Well, now I'm going to have to look it up. But I promise not to tell you the results.
Volly, you must be young. In the age before comforters, we all had to make our beds in that fashion. It takes years to perfect. You don't want to have to start over because you didn't leave enough to cover the pillows!
I still cannot do it correctly. Drives my husband crazy - he who wants 'hospital corners' (you want hospital corners? go to the hospital!).
Be sure to instill in your daughter that any mother worth her salt KNOWS when her child is lying. My mother knew even when she was deep into Alzheimer's spooky dementia. But the daughter? The daughter can NEVER tell.

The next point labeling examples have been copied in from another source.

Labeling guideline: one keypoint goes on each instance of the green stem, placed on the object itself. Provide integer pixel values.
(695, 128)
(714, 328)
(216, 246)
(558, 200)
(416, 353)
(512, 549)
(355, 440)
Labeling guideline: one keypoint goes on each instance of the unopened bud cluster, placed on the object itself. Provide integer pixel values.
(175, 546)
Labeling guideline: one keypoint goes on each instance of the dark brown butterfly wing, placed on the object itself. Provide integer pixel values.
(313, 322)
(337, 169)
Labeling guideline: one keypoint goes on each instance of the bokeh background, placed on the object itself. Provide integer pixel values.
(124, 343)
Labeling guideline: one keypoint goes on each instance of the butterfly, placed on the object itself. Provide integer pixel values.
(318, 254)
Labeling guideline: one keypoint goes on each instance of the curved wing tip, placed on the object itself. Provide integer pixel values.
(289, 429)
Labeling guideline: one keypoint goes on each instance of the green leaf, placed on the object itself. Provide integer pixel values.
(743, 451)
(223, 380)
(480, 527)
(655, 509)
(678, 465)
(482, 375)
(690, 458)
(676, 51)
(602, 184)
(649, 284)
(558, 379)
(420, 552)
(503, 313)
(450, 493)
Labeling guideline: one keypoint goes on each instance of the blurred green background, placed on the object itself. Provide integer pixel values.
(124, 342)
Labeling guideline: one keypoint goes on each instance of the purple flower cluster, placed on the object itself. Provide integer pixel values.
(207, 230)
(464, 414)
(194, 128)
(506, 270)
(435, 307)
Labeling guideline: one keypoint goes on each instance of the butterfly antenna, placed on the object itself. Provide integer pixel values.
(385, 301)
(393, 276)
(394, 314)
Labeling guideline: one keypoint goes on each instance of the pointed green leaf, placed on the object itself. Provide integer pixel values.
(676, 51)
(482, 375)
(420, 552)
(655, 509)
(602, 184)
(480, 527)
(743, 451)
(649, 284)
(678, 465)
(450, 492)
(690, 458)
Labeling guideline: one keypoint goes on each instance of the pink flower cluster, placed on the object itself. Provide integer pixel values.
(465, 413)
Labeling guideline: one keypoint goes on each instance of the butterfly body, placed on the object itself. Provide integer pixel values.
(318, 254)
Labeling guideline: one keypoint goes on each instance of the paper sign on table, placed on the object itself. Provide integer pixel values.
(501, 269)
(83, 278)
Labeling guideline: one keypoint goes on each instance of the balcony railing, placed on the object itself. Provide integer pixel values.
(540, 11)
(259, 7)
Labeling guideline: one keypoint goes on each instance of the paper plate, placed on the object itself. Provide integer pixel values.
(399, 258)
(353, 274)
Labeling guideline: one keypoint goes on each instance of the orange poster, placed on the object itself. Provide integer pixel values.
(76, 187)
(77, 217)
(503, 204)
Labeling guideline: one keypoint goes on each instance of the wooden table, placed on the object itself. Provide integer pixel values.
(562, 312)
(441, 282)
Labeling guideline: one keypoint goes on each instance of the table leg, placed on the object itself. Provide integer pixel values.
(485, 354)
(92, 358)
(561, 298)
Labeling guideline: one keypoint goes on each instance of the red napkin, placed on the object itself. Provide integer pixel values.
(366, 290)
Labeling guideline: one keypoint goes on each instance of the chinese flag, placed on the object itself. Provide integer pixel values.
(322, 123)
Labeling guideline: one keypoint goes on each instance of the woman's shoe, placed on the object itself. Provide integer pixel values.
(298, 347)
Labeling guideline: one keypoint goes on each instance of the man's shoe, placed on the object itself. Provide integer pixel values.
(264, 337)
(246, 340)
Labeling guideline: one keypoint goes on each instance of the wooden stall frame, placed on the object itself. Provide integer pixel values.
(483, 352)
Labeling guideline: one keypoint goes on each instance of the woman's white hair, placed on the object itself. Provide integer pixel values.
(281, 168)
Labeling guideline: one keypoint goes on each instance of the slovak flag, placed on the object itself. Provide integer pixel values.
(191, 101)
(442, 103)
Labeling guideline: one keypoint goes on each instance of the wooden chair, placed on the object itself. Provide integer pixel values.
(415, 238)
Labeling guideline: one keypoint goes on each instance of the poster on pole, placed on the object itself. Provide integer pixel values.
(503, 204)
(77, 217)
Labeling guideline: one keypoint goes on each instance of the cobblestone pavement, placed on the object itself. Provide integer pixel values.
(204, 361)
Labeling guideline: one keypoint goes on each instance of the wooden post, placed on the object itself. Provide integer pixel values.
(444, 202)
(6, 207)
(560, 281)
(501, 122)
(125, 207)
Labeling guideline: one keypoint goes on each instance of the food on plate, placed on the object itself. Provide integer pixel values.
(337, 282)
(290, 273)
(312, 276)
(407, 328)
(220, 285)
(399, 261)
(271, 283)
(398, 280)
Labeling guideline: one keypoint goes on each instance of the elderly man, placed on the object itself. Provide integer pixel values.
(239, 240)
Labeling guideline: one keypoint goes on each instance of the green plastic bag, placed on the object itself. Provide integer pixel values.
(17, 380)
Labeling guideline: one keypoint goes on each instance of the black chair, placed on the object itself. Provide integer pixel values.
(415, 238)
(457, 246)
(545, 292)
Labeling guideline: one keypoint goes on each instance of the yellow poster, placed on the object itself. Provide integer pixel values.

I was just thinking that my next business venture should be a pig training school for domestic swine assistance! We could teach bed making, dish washing, laundry, light vacuuming and tub scrubbing. (They don't do windows). Classes are strictly BYOP (bring your own porker), sign up now because spaces are limited.
PS- Non-graduates are invited to the special end of term pork roast.
I decided, lo those many years ago, that there were two tasks that I would not do again, once I moved out of my parents' house:
1. Dry the dishes--because this is something that will happen all by itself, with no effort expended, merely by leaving the dishes in the dish rak
2. Make the bed, because I do not care. I take an inordinate amount of grief for this from people who like to get into a freshly made bed, but it is my bed and I do not have to make it. So there.
My mother doesn't believe in making beds. One day when I was tsk-tsking about this she told "the only people on earth who care if my bed is made are my mother and you."
She was probably right but I'm one of those folks who believes that the whole room looks better when the bed is made. Tell Daughter that bedmaking is both less hard and less boring than dusting. :-)
Hilarious! And I hope you don't mind that I might borrow that line about pigs. I'll credit you, of course.